### Test the `GradientTape` and verify whether the existing DDPG model has some error in gradient calculation and weight updates of the networks

In [2]:
import os, sys
import numpy as np

import tensorflow as tf
import tensorflow.keras as keras
from tensorflow.keras.layers import Dense

In [3]:
# =============================== REPLAY BUFFER ===============================
class ReplayBuffer:
    def __init__(self, max_size, state_shape, n_actions):
        self.mem_size = max_size
        self.mem_cntr = 0

        self.state_memory     = np.zeros((self.mem_size, *state_shape))
        self.action_memory    = np.zeros((self.mem_size, n_actions))
        self.reward_memory    = np.zeros(self.mem_size)
        self.new_state_memory = np.zeros((self.mem_size, *state_shape))
        self.terminal_memory  = np.zeros(self.mem_size, dtype=np.bool) # using np.bool is really useful when pytorch is used.

    def store_transition(self, state, action, reward, new_state, done):
        index = self.mem_cntr % self.mem_size # implement a queue

        self.state_memory[index]     = state
        self.action_memory[index]    = action
        self.reward_memory[index]    = reward
        self.new_state_memory[index] = new_state
        self.terminal_memory[index]  = done # problematic !!!

        self.mem_cntr += 1

    def sample_buffer(self, batch_size):
        max_mem = min(self.mem_cntr, self.mem_size)

        batch = np.random.choice(max_mem, batch_size, replace=False) # replace = False -> in a single batch, no element gets sampled more than once. 

        states     = self.state_memory[batch]
        actions    = self.action_memory[batch]
        rewards    = self.reward_memory[batch]
        new_states = self.new_state_memory[batch]
        dones      = self.terminal_memory[batch]

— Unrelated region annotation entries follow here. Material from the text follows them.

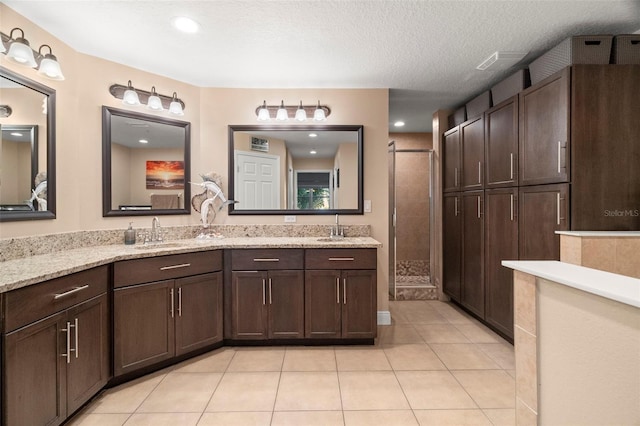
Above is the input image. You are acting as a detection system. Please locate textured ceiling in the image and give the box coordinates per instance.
[3,0,640,132]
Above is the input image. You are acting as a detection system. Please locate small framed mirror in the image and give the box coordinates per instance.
[228,125,363,215]
[102,106,191,217]
[0,67,56,222]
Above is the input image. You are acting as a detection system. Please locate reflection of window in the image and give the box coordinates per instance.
[297,172,331,210]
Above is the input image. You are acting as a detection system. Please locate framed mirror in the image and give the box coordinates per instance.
[228,125,363,215]
[0,67,56,222]
[102,106,191,217]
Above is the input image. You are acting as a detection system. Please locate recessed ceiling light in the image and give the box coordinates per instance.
[171,16,200,34]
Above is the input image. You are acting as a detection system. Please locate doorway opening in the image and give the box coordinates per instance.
[389,141,438,300]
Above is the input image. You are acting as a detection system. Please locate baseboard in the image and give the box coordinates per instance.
[378,311,391,325]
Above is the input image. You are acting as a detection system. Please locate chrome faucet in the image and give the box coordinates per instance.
[331,215,344,238]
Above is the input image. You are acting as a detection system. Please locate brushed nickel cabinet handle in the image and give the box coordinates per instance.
[160,263,191,271]
[60,321,71,364]
[53,284,89,300]
[509,194,514,222]
[73,318,79,358]
[169,289,175,318]
[342,278,347,305]
[509,152,513,179]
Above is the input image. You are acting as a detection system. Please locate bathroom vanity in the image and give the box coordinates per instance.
[0,237,380,425]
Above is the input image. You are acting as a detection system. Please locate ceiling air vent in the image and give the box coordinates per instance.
[476,52,528,71]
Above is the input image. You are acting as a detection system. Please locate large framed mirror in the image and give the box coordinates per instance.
[0,67,56,222]
[102,106,191,217]
[228,125,363,215]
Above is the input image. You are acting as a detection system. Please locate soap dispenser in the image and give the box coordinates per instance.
[124,222,136,245]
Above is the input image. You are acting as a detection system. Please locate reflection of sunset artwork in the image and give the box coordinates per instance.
[147,161,184,189]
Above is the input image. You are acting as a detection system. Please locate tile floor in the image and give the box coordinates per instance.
[70,301,515,426]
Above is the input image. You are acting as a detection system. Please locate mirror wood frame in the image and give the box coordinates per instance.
[227,124,364,215]
[102,106,191,217]
[0,67,56,222]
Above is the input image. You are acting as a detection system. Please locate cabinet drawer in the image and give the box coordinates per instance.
[113,250,222,288]
[305,248,377,269]
[231,249,304,271]
[4,265,109,333]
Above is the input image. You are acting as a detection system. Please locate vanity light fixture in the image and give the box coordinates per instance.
[276,101,289,121]
[147,86,164,111]
[7,28,38,68]
[109,80,185,115]
[38,44,64,80]
[255,101,331,122]
[0,27,64,80]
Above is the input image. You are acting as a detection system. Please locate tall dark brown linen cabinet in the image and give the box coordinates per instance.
[443,65,640,339]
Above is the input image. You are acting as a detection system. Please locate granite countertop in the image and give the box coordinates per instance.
[0,237,382,293]
[502,260,640,308]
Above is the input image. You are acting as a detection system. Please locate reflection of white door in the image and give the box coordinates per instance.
[234,151,280,210]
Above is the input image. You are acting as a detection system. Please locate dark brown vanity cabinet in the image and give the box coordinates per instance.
[442,127,461,192]
[2,266,110,425]
[519,68,571,185]
[484,96,518,188]
[518,184,569,260]
[460,117,484,191]
[460,191,485,317]
[230,249,304,340]
[442,192,462,302]
[113,251,223,376]
[304,249,377,339]
[484,188,518,339]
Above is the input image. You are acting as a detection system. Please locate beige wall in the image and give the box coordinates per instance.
[0,4,389,310]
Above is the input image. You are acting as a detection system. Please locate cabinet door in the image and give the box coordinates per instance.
[267,270,304,339]
[442,127,460,192]
[3,313,69,425]
[518,184,569,260]
[175,272,222,355]
[113,280,176,376]
[461,191,484,318]
[570,65,640,231]
[304,269,342,339]
[485,188,518,339]
[67,294,111,414]
[342,270,377,339]
[484,96,518,188]
[442,193,462,302]
[460,117,484,189]
[519,68,570,185]
[231,271,267,340]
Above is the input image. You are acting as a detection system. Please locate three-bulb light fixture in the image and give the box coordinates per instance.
[256,101,331,121]
[109,80,185,115]
[0,27,64,80]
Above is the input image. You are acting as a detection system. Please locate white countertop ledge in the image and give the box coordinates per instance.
[502,260,640,308]
[556,231,640,238]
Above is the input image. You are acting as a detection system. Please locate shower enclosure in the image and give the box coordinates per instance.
[389,141,437,300]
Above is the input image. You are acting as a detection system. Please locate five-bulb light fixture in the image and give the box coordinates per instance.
[0,27,64,80]
[256,101,331,121]
[109,80,185,115]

        return states, actions, rewards, new_states, dones



# =============================== CRITIC NETWORK ===============================
class CriticNetwork(keras.Model):
    def __init__(
            self,
            name="critic", # model name (required by tf.keras.Model)
            fc1_dims=512,
            fc2_dims=512,
            chkpt_dir='tmp/ddpg/'
    ):
        super(CriticNetwork, self).__init__()

        self.model_name = name # do not use 'self.model'; it is a reserved variable name in tf
        self.checkpoint_dir  = chkpt_dir
        self.checkpoint_file = os.path.join(self.checkpoint_dir, self.model_name, '_ddpg.h5') 
        # extensions for saving keras models: legacy '.h5' -> TF 1.X, '.tf' -> TF 2.X

        self.fc1_dims = fc1_dims
        self.fc2_dims = fc2_dims

        # define network layers 
        self.fc1 = Dense(self.fc1_dims, activation='relu')
        self.fc2 = Dense(self.fc2_dims, activation='relu')
        self.q   = Dense(1, activation=None)

    def call(self, state, action):
        temp1 = self.fc1(tf.concat([state, action], axis=1)) # axis 0 -> batch dimension
        # ######################## PROBLEM ########################
        # according to the paper, actions were not included until the 2nd hidden layer of Q
        temp2 = self.fc2(temp1)
        q_value = self.q(temp2)

        return q_value

# ================================ ACTOR NETWORK ===============================
class ActorNetwork(keras.Model):
    def __init__(
            self,
            name="actor", # model name (required by tf.keras.Model)
            n_actions=2, # action shape (dimenisonality of action space)
            fc1_dims=512,
            fc2_dims=512,
            chkpt_dir='tmp/ddpg/'
    ):
        super(ActorNetwork, self).__init__()

        self.model_name = name # do not use 'self.model'; it is a reserved variable name in tf
        self.checkpoint_dir  = chkpt_dir
        self.checkpoint_file = os.path.join(self.checkpoint_dir, self.model_name, '_ddpg.h5') 

        self.n_actions = n_actions
        self.fc1_dims = fc1_dims
        self.fc2_dims = fc2_dims

        # define network layers
        self.fc1 = Dense(self.fc1_dims,  activation='relu')
        self.fc2 = Dense(self.fc2_dims,  activation='relu')
        self.mu  = Dense(self.n_actions, activation='tanh') # action is bounded by +/- 1

    def call(self, state):
        temp1  = self.fc1(state)
        temp2  = self.fc2(temp1)
        action = self.mu(temp2)

        return action